The Most Important Economic Indicator You’ve Never Heard Of

The Most Important Economic Indicator Youve Never Heard Of

Those bullish on global economic recovery have their data points: the steady
upward climb of world stock markets, three straight months of Chinese
manufacturing expansion, the weak dollar. But there are still plenty of
skeptics of a rapid and robust turnaround, with their own set of numbers to
cite: continued bleeding of private-sector jobs in the US and Europe, more
record lows in new home construction, and, er, the weak dollar.

Never before have so many experts and ordinary folk been so busy trying to
gauge the timing and strength of the eventual worldwide economic rebound.
One of the best indicators is found in the shipping industry. It’s global in
scope and ever more indispensable in an economy so reliant on international
commerce. Not surprisingly, perhaps, there is new evidence out
on the open seas that both the bears and bulls can flag to help make their
respective case.

The Baltic Dry Index is the worldwide benchmark
for shipping rates of raw materials, and it has registered some eye-popping
gains over the past month. The London-based index registered its 23rd
straight daily gain on Wednesday, closing at 4,291, its highest mark since
September and the longest streak of gains since July 2006. Daily rates for
the largest capsize ships, which typically carry iron ore, rose 6.8% on
Wednesday to $93,197. Just five months ago, daily ship rental rates were
hovering just above $2,000, about the price of a great seat on opening day at
the new Yankee Stadium.

Baltic Index president Jeremy Penn cautions that shipping rates can
sometimes fluctuate dramatically, and are often driven by specific factors
such as carrier availability in key locations. Indeed the current boost is
best explained by Chinese steel production demand and a shortage of the
capsize vessels to haul the iron ore. Penn notes that it is not yet clear
whether the core manufacturing that is turning again in China is linked to
coming export demand or domestic infrastructure investment. “There are
always quirks in the pricing,” he notes.”And at the moment it seems a very
China-centric market.”

Still, there is inevitably a global dimension to tracking bulk rates. “It’s
the price for moving raw materials, which sit at beginning of the production
chain,” Penn explains. “We can say that the complete lock-up of world trade
we saw at the end of last year has eased considerably.” Penn concludes that
his index “is useful to look at, but it’s not the Holy Grail.”
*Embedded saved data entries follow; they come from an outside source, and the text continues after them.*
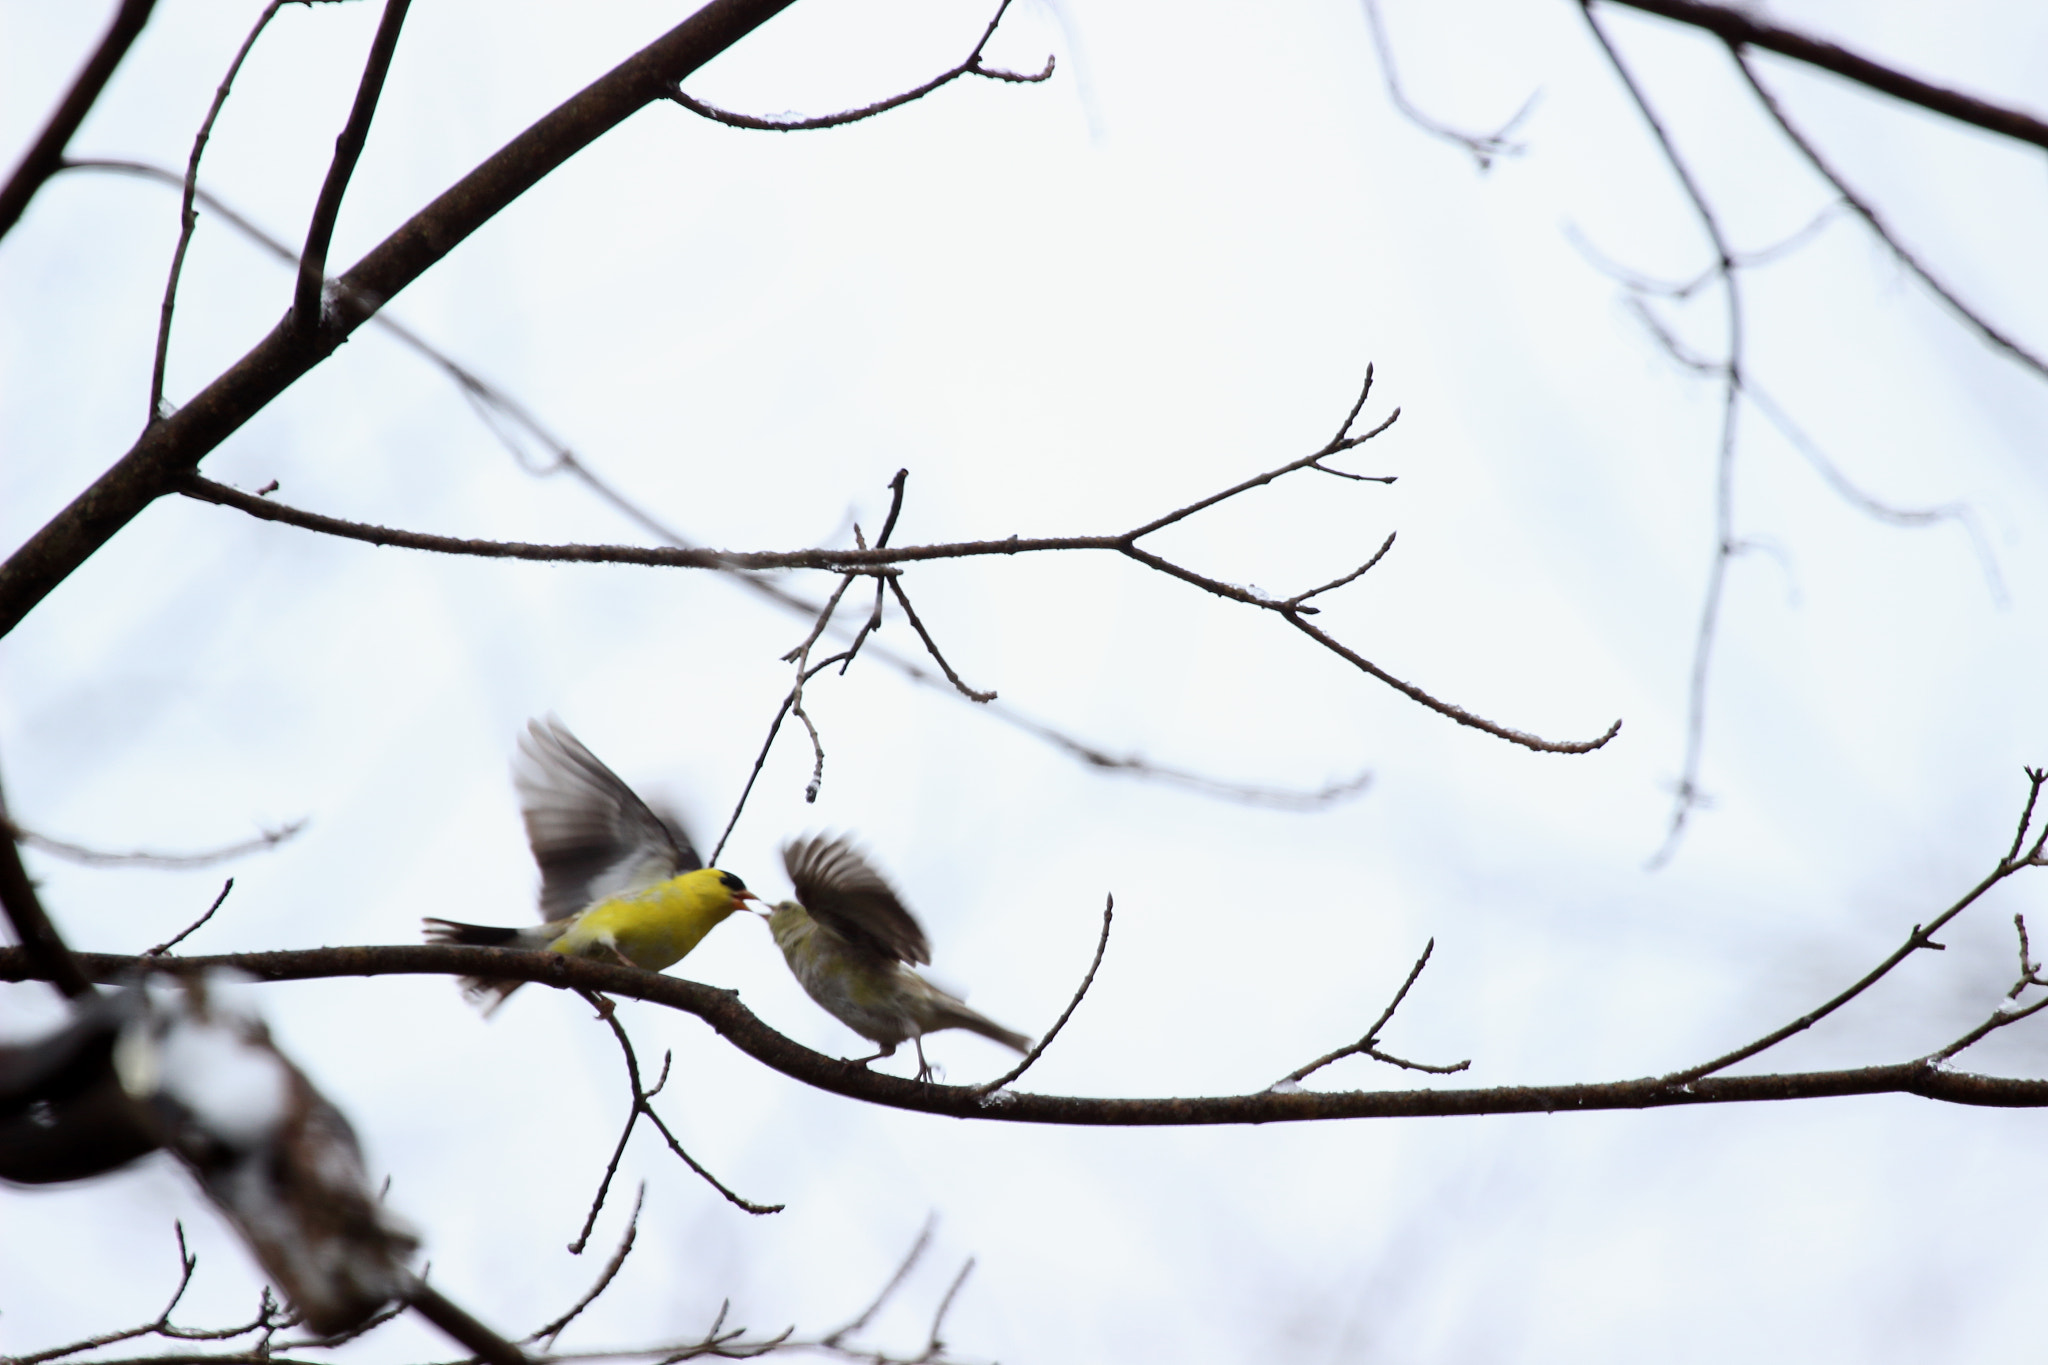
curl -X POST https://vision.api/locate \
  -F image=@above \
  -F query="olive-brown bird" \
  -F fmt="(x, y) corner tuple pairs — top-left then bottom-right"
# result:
(424, 719), (756, 1011)
(763, 836), (1029, 1080)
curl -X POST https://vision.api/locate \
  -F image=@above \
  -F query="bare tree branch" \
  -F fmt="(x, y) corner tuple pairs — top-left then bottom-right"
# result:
(292, 0), (413, 332)
(1361, 0), (1534, 171)
(145, 879), (235, 957)
(0, 758), (96, 1000)
(151, 0), (300, 422)
(6, 817), (306, 870)
(1603, 0), (2048, 153)
(0, 0), (158, 243)
(531, 1186), (643, 1346)
(669, 0), (1050, 132)
(1728, 49), (2048, 383)
(52, 159), (1386, 812)
(972, 895), (1112, 1096)
(175, 374), (1618, 757)
(1580, 1), (1744, 865)
(884, 579), (995, 704)
(574, 992), (783, 1231)
(1661, 768), (2048, 1086)
(1272, 938), (1469, 1089)
(0, 0), (807, 640)
(406, 1282), (529, 1365)
(16, 936), (2048, 1125)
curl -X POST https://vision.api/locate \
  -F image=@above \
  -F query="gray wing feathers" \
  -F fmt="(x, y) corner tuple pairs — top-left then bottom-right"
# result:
(515, 718), (698, 920)
(782, 836), (931, 967)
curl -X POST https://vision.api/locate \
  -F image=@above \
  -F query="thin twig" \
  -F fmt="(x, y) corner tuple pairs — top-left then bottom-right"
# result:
(1581, 2), (1744, 867)
(973, 895), (1113, 1096)
(919, 1259), (974, 1362)
(708, 648), (856, 865)
(530, 1186), (643, 1347)
(824, 1220), (933, 1348)
(1661, 770), (2048, 1085)
(885, 579), (995, 702)
(146, 879), (234, 957)
(1729, 48), (2048, 383)
(669, 0), (1050, 132)
(9, 1226), (303, 1365)
(175, 366), (1610, 755)
(293, 0), (413, 331)
(575, 992), (782, 1231)
(151, 0), (293, 423)
(30, 162), (1568, 794)
(782, 578), (861, 806)
(2011, 913), (2047, 1001)
(1283, 532), (1396, 611)
(1272, 939), (1469, 1088)
(1742, 380), (2005, 603)
(2005, 768), (2047, 866)
(1362, 0), (1534, 171)
(7, 817), (305, 869)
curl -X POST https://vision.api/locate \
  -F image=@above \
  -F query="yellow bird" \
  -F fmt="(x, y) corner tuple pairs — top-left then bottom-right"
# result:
(424, 718), (756, 1010)
(763, 836), (1029, 1080)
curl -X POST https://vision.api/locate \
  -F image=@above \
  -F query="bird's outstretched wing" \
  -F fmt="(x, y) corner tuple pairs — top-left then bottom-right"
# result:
(515, 718), (699, 920)
(782, 835), (931, 967)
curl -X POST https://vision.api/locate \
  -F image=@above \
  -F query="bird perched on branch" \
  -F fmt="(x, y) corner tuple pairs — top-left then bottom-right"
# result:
(424, 718), (757, 1011)
(763, 836), (1029, 1080)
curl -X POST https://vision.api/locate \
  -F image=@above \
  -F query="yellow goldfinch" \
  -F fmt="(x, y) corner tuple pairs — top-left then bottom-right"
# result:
(424, 719), (756, 1011)
(763, 836), (1029, 1080)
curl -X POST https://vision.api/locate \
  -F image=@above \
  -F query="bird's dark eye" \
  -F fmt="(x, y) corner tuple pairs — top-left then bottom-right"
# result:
(721, 872), (747, 892)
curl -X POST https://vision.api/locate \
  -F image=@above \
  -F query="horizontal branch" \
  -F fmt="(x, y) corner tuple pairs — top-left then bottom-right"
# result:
(179, 382), (1619, 757)
(176, 473), (1120, 568)
(9, 945), (2046, 1122)
(1606, 0), (2048, 152)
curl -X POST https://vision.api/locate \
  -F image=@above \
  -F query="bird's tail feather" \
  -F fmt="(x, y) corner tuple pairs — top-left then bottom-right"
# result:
(934, 1000), (1031, 1054)
(423, 917), (523, 947)
(423, 918), (563, 1014)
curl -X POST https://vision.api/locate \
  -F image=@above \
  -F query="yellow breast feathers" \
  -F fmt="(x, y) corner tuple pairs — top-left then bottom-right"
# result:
(554, 867), (750, 972)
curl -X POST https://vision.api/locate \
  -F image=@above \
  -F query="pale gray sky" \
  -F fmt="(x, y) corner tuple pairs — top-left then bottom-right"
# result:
(5, 2), (2048, 1361)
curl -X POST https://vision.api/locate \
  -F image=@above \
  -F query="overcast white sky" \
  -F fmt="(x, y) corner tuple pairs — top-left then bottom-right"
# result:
(5, 2), (2048, 1361)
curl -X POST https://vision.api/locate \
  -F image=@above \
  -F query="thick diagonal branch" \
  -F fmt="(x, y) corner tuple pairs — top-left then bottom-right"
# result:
(1605, 0), (2048, 152)
(0, 0), (804, 639)
(0, 0), (157, 242)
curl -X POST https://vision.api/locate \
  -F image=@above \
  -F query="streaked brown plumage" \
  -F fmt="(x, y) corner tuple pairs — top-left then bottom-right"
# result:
(763, 836), (1029, 1081)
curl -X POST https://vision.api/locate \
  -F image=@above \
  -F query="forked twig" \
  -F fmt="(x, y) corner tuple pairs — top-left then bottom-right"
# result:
(669, 0), (1050, 133)
(1363, 0), (1535, 171)
(1663, 768), (2048, 1086)
(570, 992), (781, 1250)
(1272, 939), (1469, 1089)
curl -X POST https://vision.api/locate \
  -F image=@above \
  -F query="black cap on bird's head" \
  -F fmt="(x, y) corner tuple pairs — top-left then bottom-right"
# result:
(716, 870), (759, 906)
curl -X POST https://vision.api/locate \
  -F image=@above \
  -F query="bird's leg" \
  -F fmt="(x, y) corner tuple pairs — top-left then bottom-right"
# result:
(844, 1043), (896, 1068)
(607, 944), (637, 970)
(914, 1036), (933, 1084)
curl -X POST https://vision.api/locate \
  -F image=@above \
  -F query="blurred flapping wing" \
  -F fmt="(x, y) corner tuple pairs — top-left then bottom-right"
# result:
(782, 835), (931, 967)
(515, 718), (698, 920)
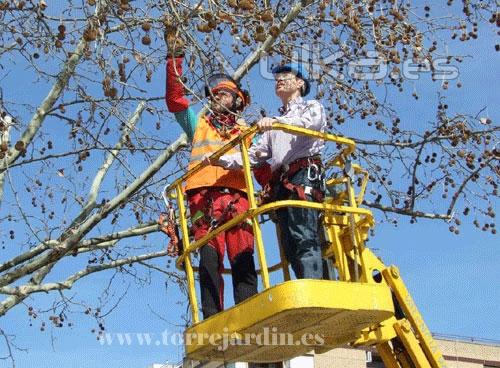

That’s to say, before you run out to start an import-export business, take a
look at some other numbers in the shipping world that are far less robust.
Shipping by container, typically finished goods, remains troublingly cheap,
a sign that consumer products are still not flowing between continents. The
price for a 20-foot container on a Far East-to-Europe voyage is reportedly
currently maxing out at a paltry $500. Though the pace of the drop in rates
has slowed, there are signs that charter prices have still not bottomed out,
having dipped below the record lows of the 2002 stock market crunch.
According to London ship broker Clarkson, a 3,500-TEU gearless Panamax
vessel—the largest vessel that can go through the Panama Canal—pulls in
$6,500 a day, down 34% on the $9,500 it was charging in February.

One shipping industry insider notes that any evaluation of transport prices
must include not only demand , but
also supply . The steady boom of world
trade over the past decade prompted a major spree of ship building, with
many vessels slated for completion in the coming months and years. “There
are new and larger ships on order,” notes the source. “I fear that overall
rates will not be as responsive to the recovery as a whole.” In other words,
just as skyrocketing prices in raw material transport doesn’t guarantee a
robust global recovery, nor would a sluggish rebound in shipping profits
preclude a bullish outlook on the overall economy.